80. Mothers

Wednesday, June 6th, 2018
‘A boy’s best friend is his mother’ (Norman Bates – Psycho, written and directed by Joseph Stefano and Alfred Hitchcock, 1960). Welcome to Histories of the Unexpected where you will discover the history of things you did not know even had a history, like the history of nonsense or the history of the itch. For this episode let us join the Abbott of historical action, Dr Sam Willis, and the Marconi of long distance historical communication, Professor James Daybell, as they bring forth the unexpected history of mothers.

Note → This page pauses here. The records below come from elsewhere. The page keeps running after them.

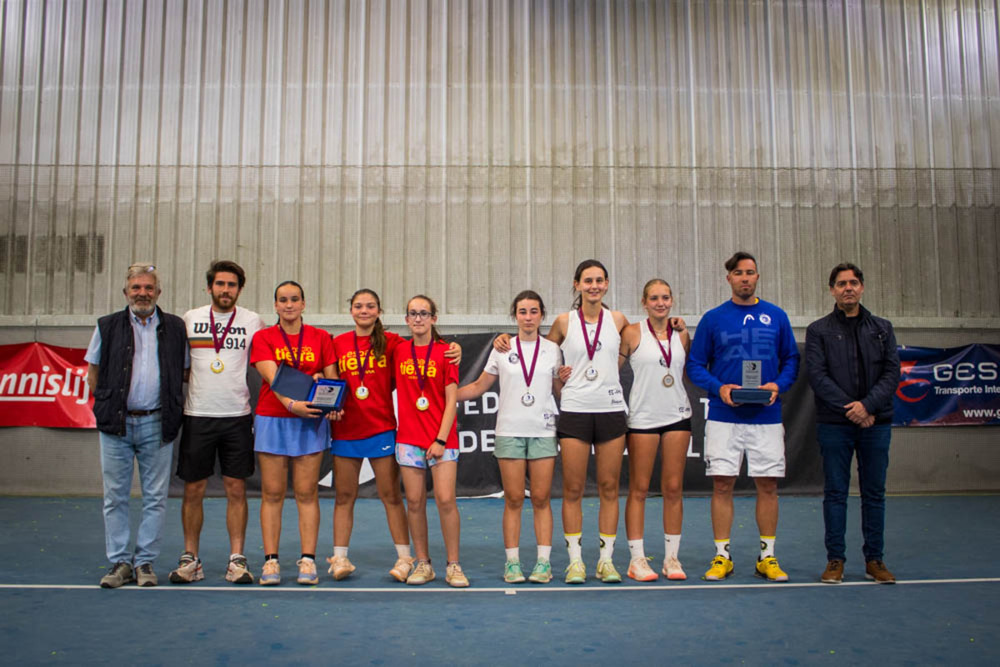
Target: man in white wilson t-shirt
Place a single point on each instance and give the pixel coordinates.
(218, 423)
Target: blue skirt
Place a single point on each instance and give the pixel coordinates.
(290, 436)
(377, 446)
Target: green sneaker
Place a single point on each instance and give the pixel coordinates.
(542, 574)
(512, 573)
(576, 572)
(607, 573)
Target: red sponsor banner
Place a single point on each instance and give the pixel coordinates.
(44, 385)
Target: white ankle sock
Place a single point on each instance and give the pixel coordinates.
(607, 546)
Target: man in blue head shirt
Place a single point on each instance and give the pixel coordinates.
(746, 337)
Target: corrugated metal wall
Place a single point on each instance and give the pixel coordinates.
(472, 149)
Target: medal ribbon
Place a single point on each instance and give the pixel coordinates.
(668, 354)
(295, 355)
(216, 340)
(367, 360)
(528, 374)
(597, 334)
(421, 376)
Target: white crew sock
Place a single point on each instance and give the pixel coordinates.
(574, 546)
(607, 546)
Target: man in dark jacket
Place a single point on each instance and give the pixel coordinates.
(136, 359)
(853, 368)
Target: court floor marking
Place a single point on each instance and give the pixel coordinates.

Join the very well preserved and embalmed historical adventurers as they take you on a journey of nurturing and sometimes less than tender care, from Freud’s controversially proposed Oedipus complex to the archaeological site of Banpo, China, discovered in 1953, from the Cross of Honour handed out to mothers in Nazi Germany to Stalin’s Order of Maternal Glory, and from the maternal conflict and violence evidenced within the fifteenth-century Paston Letters to the poignant seventeenth-century diary extracts of a worried mother, Lady Anne Clifford.

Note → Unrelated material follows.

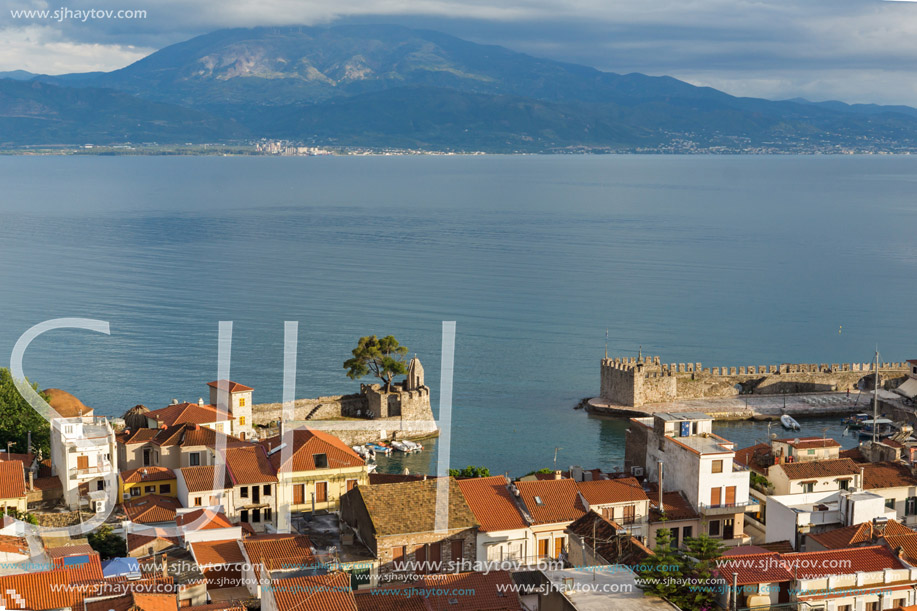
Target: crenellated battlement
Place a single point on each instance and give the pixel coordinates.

Our two old maters discover that this unexpected history is actually all about: conflict and matriarchy, communist theory and shared economies, capitalism and inherited material wealth, legitimisation and state doctrine, propaganda and ideology, tyranny and idealism, cultural conformity and social engineering, knowledge transmission and dissemination, … and ugly babies, which were disliked by Queen Victoria.
Listen out for James’s own tribute to his mother, and a big Hi! to all mums listening.